You're right to pick up on the reference "My Lord" as an indication that Othello has some kind of important position, but it can be a little bit tricky to figure out what that role is. Let's take a look at the conversation between Iago and Roderigo in the first scene of the play. Sometimes you can find important details that you might have missed at first because you didn't know the characters yet.
Within moments of the opening scene, we hear Iago complaining to Roderigo about being passed up for a promotion to become a lieutenant. "Three great ones of the city, / In personal suit to make me his lieutenant . . . / But he . . . evades them with a bombast circumstance. / . . . says he, 'I already chose my officer.'" It seems that Iago is a soldier with a grudge against his superior. Iago feels jilted for getting a lesser post: "He [Cassio], in good time, must his lieutenant be, / And I — God bless the mark! — his Moorship's ancient."

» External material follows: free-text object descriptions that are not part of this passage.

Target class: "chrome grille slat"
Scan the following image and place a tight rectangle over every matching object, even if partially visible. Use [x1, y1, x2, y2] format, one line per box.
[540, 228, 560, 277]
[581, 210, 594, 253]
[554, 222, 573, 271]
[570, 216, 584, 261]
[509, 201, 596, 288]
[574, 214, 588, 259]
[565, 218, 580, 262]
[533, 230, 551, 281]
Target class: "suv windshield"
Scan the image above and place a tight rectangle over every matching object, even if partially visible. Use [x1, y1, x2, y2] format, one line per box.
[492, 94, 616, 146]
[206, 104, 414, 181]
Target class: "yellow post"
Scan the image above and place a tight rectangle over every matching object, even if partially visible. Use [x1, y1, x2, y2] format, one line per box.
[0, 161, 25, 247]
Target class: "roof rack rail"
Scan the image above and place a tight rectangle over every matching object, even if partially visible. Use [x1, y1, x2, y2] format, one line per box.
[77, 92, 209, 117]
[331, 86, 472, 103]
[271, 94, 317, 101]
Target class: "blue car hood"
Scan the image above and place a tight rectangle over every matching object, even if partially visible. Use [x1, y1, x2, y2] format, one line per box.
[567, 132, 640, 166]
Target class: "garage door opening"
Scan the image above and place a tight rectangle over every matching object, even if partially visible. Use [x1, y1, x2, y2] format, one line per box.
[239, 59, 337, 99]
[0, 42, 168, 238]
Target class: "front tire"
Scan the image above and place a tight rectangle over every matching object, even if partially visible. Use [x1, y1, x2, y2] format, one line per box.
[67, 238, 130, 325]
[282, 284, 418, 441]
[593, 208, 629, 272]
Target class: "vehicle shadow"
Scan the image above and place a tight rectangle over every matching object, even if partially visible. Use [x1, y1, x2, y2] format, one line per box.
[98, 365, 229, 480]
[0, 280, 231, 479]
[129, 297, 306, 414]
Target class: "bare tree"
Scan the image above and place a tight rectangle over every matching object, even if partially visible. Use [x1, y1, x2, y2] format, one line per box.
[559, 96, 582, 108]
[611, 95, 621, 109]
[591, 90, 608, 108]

I'm sure you're familiar enough with the play by now to recognize that "his Moorship" refers to Othello. So, from this exchange, you can safely assume that Othello is a high ranking officer of the Venetian army.
In the second scene, Iago and Othello are talking and are then joined by Cassio, who says to Othello, "The Duke does greet you general; / And he requires your haste-post-haste appearance." So, it seems that Othello is, in fact, an army general. As you continue reading Act I, you'll find even more instances when the other characters address Othello as general.